Making the Call with Functions

Something I've struggled with for a number of years, both professionally and personally, is communicating with people who aren't developers and know little to nothing about the nature of my job outside of its necessity. They often don't know that writing software is a juggling act of considerations and compromises. Sometimes you have to sacrifice flexibility for performance, sometimes you give up performance for flexibility. Logistics rarely allow for a silver bullet to any given situation and you frequently have to decide which is more important.

As Maggie Nelson points out, there's a difference between designing for a particular purpose and premature optimization and sometimes good design doesn't mean designing for performance. Terry Chay has pointed out a similar notion in the form of the YAGNI principle. When optimizing, it's important to know where to optimize first. Triage. Patch up the puncture wounds that are gushing cycles and memory before trying to put a band-aid on the scraped knees.
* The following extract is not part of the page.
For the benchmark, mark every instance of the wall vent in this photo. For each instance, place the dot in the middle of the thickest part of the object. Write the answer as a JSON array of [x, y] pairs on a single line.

It also helps to know more about what's going on under the hood. Being aware of things like copy-on-write, opcodes, and compiled variables give you a more informed perspective when the odd issue makes you think you've been pulled into the Twilight Zone.

Another of these topics is how PHP handles memory. PHP is written in the C programming language. One of the C-based components of PHP is the Zend Memory Manager, which handles the somewhat tedious task of allocating and deallocating memory for storing the data that we assign to variables, pull out of database servers, and so forth. As someone who's experienced his share of segfaults and the occasional bus error, I can say that this is one of the niceties that PHP provides and is often underappreciated by people who have no experience programming in lower-level languages.

Let's say you have an application that's pulling a rather hefty result set from your database server. Your script terminates and you see an error that looks something like this: "Fatal error: Allowed memory size of X bytes exhausted (tried to allocate Y bytes) [...] on line Z." You furrow your brow, do some searching, find out about the memory_limit directive, increase it to some insane amount or disable it entirely, then run your script again. It runs. And runs. And runs some more. You go to the restroom, refill your coffee cup, come back, and the darned thing is still loading. Eventually it finishes, but the amount of time required leaves you scratching your head.

All potential obscure causes aside, this is a situation where being aware of lower-level details is helpful. Your server obviously has a limited amount of memory available. It's running your OS and any other number of things besides your web server and PHP. Even if you don't use the memory_limit directive, PHP only has so much memory available to it. Once all system memory is consumed, it starts hitting what's called swap space. This is space on the hard disk, generally on its own partition, that the system uses by swapping out currently unused data in memory so it has room to allocate new data. Hard disk reads and writes are slower than memory access by several magnitudes, so of course this often becomes a bottleneck. Being aware of it, you can build a solution that only uses so much memory at one time in order to work around the restriction.

Database result sets aren't the only cause of this sort of occurrence. Functions can be, too. I ran into an issue with Zend_Form not too long ago. A form with a lot of elements run through Xdebug revealed this to be a bottleneck because it was adding one (particularly slow) function call for every element in the form. While what goes on within a function obviously contributes to how it performs, the fact that it is a function does the same to a degree.

Whenever a function is called, a new scope is pushed onto a stack in memory and is removed when the function terminates. You can think of the latter action as an implicit unset() call of all variables local to the function's scope when its execution concludes. PHP generally allocates memory in chunks so that it doesn't have to do so every time a function call is made, but regardless, the operation of calling a function isn't cheap.

Now, I'm not saying run off and run all your code in the global scope. We've got plenty of legacy PHP 4 code to show why that's a bad idea. It's a frequent part of our processes as developers, whether we're coming up with project estimates or designing a set of classes, to subdivide larger tasks and problems into smaller ones that are easier to tackle. Part of the latter is dividing tasks into multiple functions or methods. In doing so, we have to make decisions based on a number of factors. These include how much memory is required for a single function call, how likely it is that part of process encapsulated by a method will need to be overridden in a subclass, and how clear the code will be to other developers who will have to read and maintain it in the future.

Consider these factors carefully when architecturing your code and be conscious of the decision you may when you add complexity or flexibility in exchange for performance. In short, while the DRY principle is certainly a good reason to put code into a function, the other reasons are equally important and you need to be conscious of the decision you're making.